Brief Fact Summary. Defendant is a non-lawyer accountant who worked for a law firm whose client was being investigated for income tax violations. He was sentenced for contempt for failing to answer a question claiming the attorney-client privileged applied to him.
Synopsis of Rule of Law. The attorney-client privilege applies to communications made in confidence while obtaining legal advice from a lawyer.
The elements of the attorney-client privilege are: (1) Where legal advice of any kind is sought, (2) from a professional legal adviser in his capacity as such, (3) the communications relating to that purpose, (4) made in confidence, (5) by the client, (6) are at his instance permanently protected, (7) from disclosure by himself or by the legal adviser, (8) unless the protection be waived.View Full Point of Law
Issue. Should the attorney client privilege be allowed to prevent Defendant from answering questions even though he is not a lawyer?
Held.
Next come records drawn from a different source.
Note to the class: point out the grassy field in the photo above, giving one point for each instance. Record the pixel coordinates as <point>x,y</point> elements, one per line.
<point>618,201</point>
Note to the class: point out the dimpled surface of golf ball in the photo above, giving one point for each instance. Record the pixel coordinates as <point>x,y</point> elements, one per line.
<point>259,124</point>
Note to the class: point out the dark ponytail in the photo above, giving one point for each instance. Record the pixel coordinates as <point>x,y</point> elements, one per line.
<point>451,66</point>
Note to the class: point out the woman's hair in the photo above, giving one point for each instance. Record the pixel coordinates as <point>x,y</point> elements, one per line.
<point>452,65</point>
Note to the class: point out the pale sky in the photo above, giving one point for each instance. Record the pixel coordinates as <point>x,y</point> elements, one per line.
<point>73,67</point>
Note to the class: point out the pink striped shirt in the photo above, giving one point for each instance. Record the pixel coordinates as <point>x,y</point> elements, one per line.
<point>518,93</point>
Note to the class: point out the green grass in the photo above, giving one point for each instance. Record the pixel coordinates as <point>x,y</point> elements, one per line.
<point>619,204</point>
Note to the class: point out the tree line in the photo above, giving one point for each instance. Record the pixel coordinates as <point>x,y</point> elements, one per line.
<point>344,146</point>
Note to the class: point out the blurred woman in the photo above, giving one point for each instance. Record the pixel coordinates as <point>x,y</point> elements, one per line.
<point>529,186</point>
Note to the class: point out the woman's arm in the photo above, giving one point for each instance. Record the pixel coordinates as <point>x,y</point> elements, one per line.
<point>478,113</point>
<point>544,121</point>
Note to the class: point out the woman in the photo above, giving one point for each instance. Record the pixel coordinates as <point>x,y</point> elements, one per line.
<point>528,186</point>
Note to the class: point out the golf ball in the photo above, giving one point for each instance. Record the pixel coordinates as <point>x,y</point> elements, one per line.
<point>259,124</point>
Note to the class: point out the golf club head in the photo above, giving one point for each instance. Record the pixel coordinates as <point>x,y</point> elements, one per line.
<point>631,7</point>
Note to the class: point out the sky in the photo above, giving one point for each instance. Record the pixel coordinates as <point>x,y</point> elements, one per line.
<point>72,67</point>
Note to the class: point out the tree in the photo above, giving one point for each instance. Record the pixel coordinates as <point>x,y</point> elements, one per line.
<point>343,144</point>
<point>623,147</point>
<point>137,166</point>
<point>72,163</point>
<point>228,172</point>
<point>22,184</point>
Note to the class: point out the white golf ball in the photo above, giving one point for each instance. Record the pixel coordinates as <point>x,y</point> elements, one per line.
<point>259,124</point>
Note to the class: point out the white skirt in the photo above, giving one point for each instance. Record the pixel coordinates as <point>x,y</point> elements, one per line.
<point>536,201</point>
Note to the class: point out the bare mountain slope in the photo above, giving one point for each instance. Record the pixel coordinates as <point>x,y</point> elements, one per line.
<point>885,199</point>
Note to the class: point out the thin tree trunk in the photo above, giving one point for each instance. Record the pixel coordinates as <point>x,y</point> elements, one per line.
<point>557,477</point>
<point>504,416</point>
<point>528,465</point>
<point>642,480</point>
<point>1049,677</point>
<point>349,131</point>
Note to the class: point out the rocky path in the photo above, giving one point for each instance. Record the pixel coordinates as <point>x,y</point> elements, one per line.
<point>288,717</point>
Justice Friendly issued the opinion for the United States Second Circuit Court of Appeals in holding that the attorney-client privilege may apply to Defendant depending on whether the communications were for seeking legal advice or accounting advice.
Discussion. The Court of Appeals notes that each instance of deciding whether or not the attorney-client privilege applies to non-lawyers should be reviewed on a case-by-case basis. If what is sought from the non-lawyer is not legal, then the privilege should not apply. The communication should be for the purpose of obtaining legal advice from a lawyer.